Limitations and future directions

This work has several constraints that shape the interpretation of its findings. First, the DS cohort is small and drawn from a single center, limiting statistical power for gene‑dosage interaction analyses and for detecting less common lipid patterns. Second, the cross‑sectional design captures only a snapshot of metabolism, so it cannot establish whether the triglyceride‑rich lipidotype precedes, accompanies, or follows clinical complications such as steatosis or insulin resistance. Third, potential confounders such as diet, thyroid status, and sleep disordered breathing were not systematically quantified and may influence the lipid profile. In addition, Tanner stage was not systematically recorded for participants. Because puberty can affect lipid and insulin-resistance indices, unmeasured variation in pubertal status may have contributed to interindividual metabolic differences.

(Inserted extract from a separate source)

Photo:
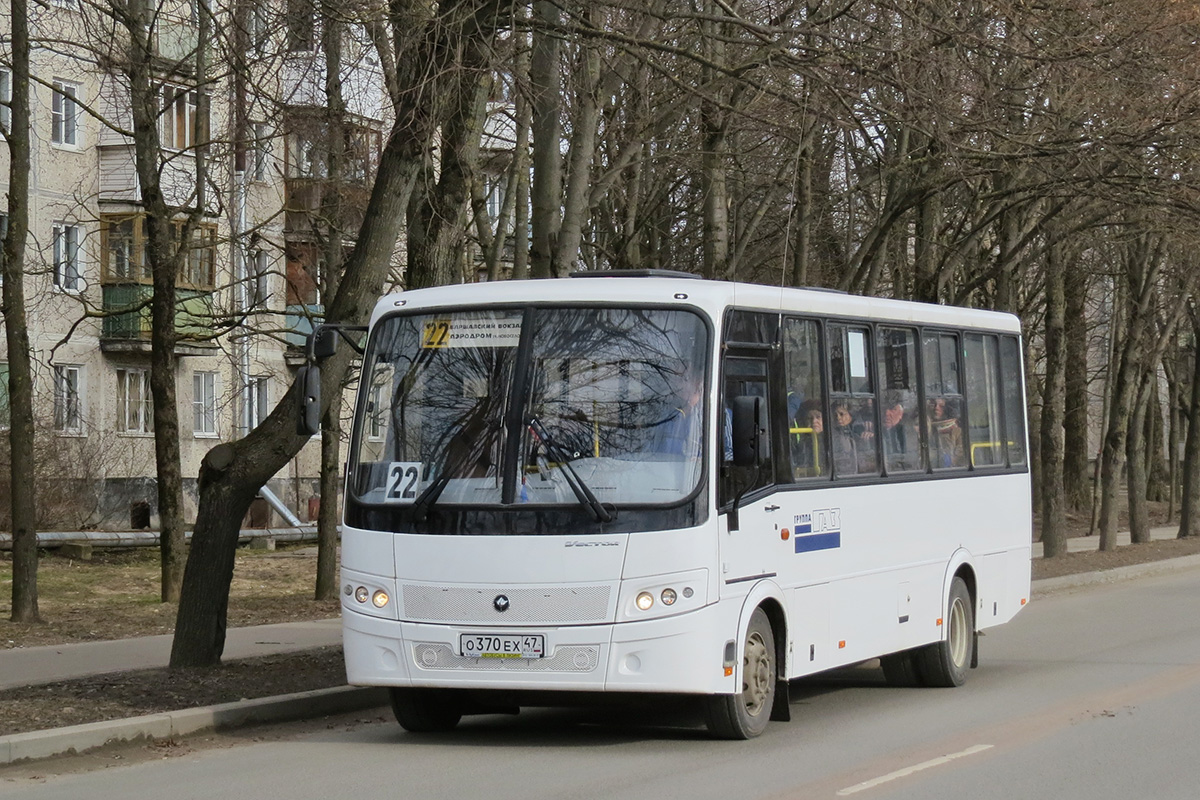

However, the age range (11–21 years) corresponds largely to mid- to late-pubertal stages, which may reduce, but does not eliminate, this potential confounding effect. Future research should enroll larger, multi‑center DS cohorts and collect serial samples from childhood through adulthood to define the natural history of the cluster 1 phenotype. Longitudinal studies are needed to determine whether individuals transition between clusters, whether such transitions parallel lifestyle changes or pharmacotherapy, and how strongly cluster 1 membership predicts insulin‑resistance-related outcomes in DS, e.g. non‑alcoholic fatty liver disease, type 2 diabetes, cardiovascular events, and Alzheimer’s disease.